Tonight is the Night!


----------



## ouchie (Oct 14, 2012)

AMC is the best!!!!!!!! Walking dead and Breaking Bad are the two best shows on television ever!!!


----------



## Jada (Oct 15, 2012)

I know I'm going to get flamed but I just saw the first episode of season one! And I have to say I like it! My boy tells me about it. I wanted to watch it from the beginnin but everytime I want to my kids take up my time. I'm going to get netflix to watch it.


----------



## Yaya (Oct 15, 2012)

Show is awesome..pumped for this


----------



## maryfly (Oct 15, 2012)

OMG I'm so glad this show is back!! I've been waiting all summer and I must say this is one of my all-time favourite TV shows


----------



## JOMO (Oct 15, 2012)

AHHHHHHHHHHH! The begining theme song gives me the chills!


----------



## LeanHerm (Oct 15, 2012)

I've been watching homeland. Addicted to this show


----------



## Hockeyplaya18 (Oct 15, 2012)

Pretty good episode, Pumped to have something to watch sunday nights now!! POWWWW!!


----------



## Oenomaus (Oct 15, 2012)

New episode was kinda weak. What's with Carl's hair? Least his punk ass isn't hesitating to shoot. Anyonce else notice those spiffy silencers they've fashioned out of flashlights?


----------



## maryfly (Oct 16, 2012)

I thought the first episode was pretty good, I like how they fast-forwarded a few months later so we see significant changes in the characters.


----------



## rmj1methis (Oct 17, 2012)

The Walking Dead is a scary show but i love to watch it. I like the makeup of the characters. Its amazingly horrifying.

Download Psych Episodes , Download Monk Episodes


----------



## Hockeyplaya18 (Oct 17, 2012)

Oenomaus said:


> New episode was kinda weak. What's with Carl's hair? Least his punk ass isn't hesitating to shoot. Anyonce else notice those spiffy silencers they've fashioned out of flashlights?
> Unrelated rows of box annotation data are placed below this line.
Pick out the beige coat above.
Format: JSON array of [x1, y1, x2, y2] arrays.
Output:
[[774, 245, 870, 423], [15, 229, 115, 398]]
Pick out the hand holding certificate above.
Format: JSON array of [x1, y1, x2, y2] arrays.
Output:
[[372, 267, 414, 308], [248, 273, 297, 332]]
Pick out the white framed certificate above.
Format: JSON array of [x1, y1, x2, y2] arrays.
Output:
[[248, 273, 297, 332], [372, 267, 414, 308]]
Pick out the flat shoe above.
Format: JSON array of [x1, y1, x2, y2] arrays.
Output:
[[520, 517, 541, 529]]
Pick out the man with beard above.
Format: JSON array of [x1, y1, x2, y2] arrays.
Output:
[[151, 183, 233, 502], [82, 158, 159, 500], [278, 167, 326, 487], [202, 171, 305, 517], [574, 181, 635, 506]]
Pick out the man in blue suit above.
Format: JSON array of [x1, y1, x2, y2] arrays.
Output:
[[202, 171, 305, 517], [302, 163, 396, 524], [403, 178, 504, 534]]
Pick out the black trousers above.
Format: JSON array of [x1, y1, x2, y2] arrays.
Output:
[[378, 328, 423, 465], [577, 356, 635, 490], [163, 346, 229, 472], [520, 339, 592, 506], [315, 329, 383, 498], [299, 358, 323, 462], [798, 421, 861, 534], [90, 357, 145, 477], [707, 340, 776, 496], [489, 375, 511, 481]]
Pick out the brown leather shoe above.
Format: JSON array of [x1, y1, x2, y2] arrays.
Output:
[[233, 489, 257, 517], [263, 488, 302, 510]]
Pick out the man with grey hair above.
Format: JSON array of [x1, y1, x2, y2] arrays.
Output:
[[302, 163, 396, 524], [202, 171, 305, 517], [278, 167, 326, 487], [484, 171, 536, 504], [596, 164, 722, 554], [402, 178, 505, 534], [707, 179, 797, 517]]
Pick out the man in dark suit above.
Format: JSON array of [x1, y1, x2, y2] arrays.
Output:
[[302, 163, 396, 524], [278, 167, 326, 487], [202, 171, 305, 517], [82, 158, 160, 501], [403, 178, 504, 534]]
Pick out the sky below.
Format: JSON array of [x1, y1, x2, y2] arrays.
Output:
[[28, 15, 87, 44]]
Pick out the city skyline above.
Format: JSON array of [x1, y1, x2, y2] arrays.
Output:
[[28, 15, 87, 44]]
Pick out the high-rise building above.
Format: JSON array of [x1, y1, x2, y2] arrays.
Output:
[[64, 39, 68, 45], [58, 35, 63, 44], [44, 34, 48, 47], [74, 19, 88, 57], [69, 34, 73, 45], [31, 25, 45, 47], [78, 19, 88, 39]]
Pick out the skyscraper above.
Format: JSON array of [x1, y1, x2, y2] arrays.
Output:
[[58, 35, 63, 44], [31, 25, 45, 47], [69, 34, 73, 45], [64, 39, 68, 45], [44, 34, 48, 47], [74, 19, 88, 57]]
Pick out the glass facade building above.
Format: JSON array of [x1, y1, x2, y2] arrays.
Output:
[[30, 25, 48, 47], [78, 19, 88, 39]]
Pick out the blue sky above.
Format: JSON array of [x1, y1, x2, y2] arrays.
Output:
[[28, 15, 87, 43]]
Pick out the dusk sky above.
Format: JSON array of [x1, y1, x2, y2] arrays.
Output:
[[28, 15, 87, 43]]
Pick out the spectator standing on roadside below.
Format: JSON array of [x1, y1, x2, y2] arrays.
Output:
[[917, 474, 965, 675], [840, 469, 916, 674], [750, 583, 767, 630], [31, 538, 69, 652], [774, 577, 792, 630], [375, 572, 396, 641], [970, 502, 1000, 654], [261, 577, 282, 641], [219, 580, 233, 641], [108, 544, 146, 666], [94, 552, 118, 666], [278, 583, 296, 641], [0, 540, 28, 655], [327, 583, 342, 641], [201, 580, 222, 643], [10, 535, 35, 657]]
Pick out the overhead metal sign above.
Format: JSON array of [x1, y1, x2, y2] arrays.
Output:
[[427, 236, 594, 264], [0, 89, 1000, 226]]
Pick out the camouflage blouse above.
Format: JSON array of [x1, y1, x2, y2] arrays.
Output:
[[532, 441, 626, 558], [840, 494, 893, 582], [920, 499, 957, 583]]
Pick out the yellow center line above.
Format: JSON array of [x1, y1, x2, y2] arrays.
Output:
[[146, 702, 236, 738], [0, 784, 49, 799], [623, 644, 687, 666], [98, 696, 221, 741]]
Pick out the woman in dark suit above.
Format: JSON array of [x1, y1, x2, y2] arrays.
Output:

Well I dont think the Barber shop is open, lol. Remember they fastforwarded through the winter, so they all aged, and peeps hair be growing! lol

Those silencers are Badass!!


----------



## Oenomaus (Oct 19, 2012)

Hockeyplaya18 said:


> Well I dont think the Barber shop is open, lol. Remember they fastforwarded through the winter, so they all aged, and peeps hair be growing! lol
> 
> Those silencers are Badass!!



Barbershop ain't open but Carol stays bald. I do like the fast forward, feel bad for Hershel. 

****Spoiler Alert

Who told Rick cutting off limbs stops a Zombie infection?


----------



## JOMO (Oct 19, 2012)

Oenomaus said:


> Barbershop ain't open but Carol stays bald. I do like the fast forward, feel bad for Hershel.
> 
> ****Spoiler Alert
> 
> Who told Rick cutting off limbs stops a Zombie infection?



Not only that, but he sure made a precise cut with a hatchet. Looked clean as hell, haha.


----------



## Yaya (Oct 19, 2012)

Rip Herschel, thanks for the memories


----------



## Hockeyplaya18 (Oct 19, 2012)

Yea he's done for, lol. Im interested to see what the prisoners have to say.


----------



## Azog (Oct 19, 2012)

Hockeyplaya18 said:


> Yea he's done for, lol. Im interested to see what the prisoners have to say.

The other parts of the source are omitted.